Das Nanomaterial MXene wird für Batterietechnologie oder als Hochleistungs-Schmiermittel eingesetzt. Bisher entstanden bei der Herstellung giftige Abfallprodukte. An der TU Wien fand man neue Wege.

Drei Wissenschaftler in weißen Mänteln im Labor

Es ist einer der bedeutsamsten Trends in der Materialwissenschaft: Materialien, die nur aus einer einzigen Schicht von Atomen bestehen, sogenannte „2D-Materialien“, zeigen oft völlig andere Eigenschaften als dickere Schichten aus denselben Atomen. Begonnen hat diese Forschungsrichtung mit dem Nobelpreis-gekrönten Material Graphen. Nun forscht die TU Wien gemeinsam mit den Firmen CEST und AC2T unter anderem an der Materialklasse der MXene (sprich: Maxene), die hauptsächlich aus Titan und Kohlenstoff bestehen. 

Sie haben Eigenschaften, die beinahe wundersam klingen: Man kann sie für die Abschirmung elektromagnetischer Wellen verwenden, für Energiespeicherung oder für neuartige Sensoren. An der TU Wien stellte man fest: Sie eignen sich auch verblüffend gut als Festkörper-Schmiermittel, selbst unter den härtesten Bedingungen, wie sie etwa in der Weltraumtechnik vorkommen. Das Problem daran war bisher nur: Die Herstellung dieser MXene galt als extrem gefährlich und giftig. Doch nun wurde ein neuer Weg gefunden: Statt giftige Säure verwendet man nun elektrischen Strom. Die neue Synthesemethode wurde nun im renommierten Fachjournal „Small“ publiziert. 

Schluss mit giftiger Flusssäure

„Um MXene herzustellen, braucht man zunächst sogenannte MAX-Phasen. Das sind Materialien, die beispielsweise aus Schichten von Aluminium, Titan und Kohlenstoff bestehen können“, erklärt Pierluigi Bilotto von der Tribologie-Forschungsgruppe am Institut für Konstruktionswissenschaften und Produktentwicklung der TU Wien. „Bisher verwendete man Flusssäure, um das Aluminium herauszuätzen, dadurch bekam man dann ein System atomar dünner Schichten, die sich mit sehr wenig Widerstand gegeneinander verschieben können. Das macht diese MXene zu einem tollen Schmiermittel.“

Doch mit Flusssäure zu hantieren ist keine leichte Aufgabe.

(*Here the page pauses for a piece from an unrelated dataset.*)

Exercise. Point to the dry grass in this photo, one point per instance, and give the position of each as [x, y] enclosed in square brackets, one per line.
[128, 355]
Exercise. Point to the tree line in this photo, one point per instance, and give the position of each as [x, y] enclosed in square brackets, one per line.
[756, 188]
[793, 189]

Sie ist giftig und umweltschädlich, es gibt strenge Vorschriften, wie man mit dieser Chemikalie umzugehen hat. Man braucht spezielle, teure Laboreinrichtungen dafür, und man bekommt Abfallprodukte, die aufwändig entsorgt werden müssen. „Das war der Grund, warum MXene in der Industrie bisher noch nicht den großen Durchbruch feiern konnten“, sagt Pierluigi Bilotto. „Es ist schwer, einen solchen Prozess auf industrieller Skala neu aufzubauen, viele Firmen scheuen diesen Schritt verständlicherweise.“

So machte sich Pierluigi Bilotto auf die Suche nach einer besseren Methode, gemeinsam mit Prof. Carsten Gachot und Prof. Markus Valtiner (TU Wien), Markus Ostermann von CEST in Wiener Neustadt, Marko Pjlievic von AC2T und anderen. 

Elektrochemie

„Die Elektrochemie bietet eine alternative Möglichkeit, die Aluminium-Verbindungen in der MAX-Phase aufzubrechen“, sagt Pierluigi Bilotto. „Wenn man elektrische Spannung anlegt, wirkt ein elektrischer Strom auf die MAX-Phase, die chemische Reaktionen an den Oberflächen hervorrufen kann. Indem wir die Spannung genau richtig einstellen, können wir die Reaktionen so anpassen, dass nur Aluminiumatome entfernt werden, sodass elektrochemische MXene als Endprodukt übrig bleiben.“ 

Das Team fand heraus, dass man mit einer ganz speziellen Elektrochemie-Technik das elektrochemische Ätzen und die Gesamtqualität der Maxene verbessern kann: Nämlich mit wohldosierten Strom-Pulsen. Während man sonst oft das Problem hat, dass die Reaktivität der Oberfläche nach kurzer Zeit stark absinkt, führen kurze Strom-Pulse bei MAX-Phasen-Materialien dazu, dass sich kleine Wasserstoff-Bläschen bilden, durch die die Oberfläche immer wieder gereinigt und reaktiviert wird. So lässt sich die elektrochemische Reaktion länger aufrechterhalten und eine große Menge an MXene entsteht.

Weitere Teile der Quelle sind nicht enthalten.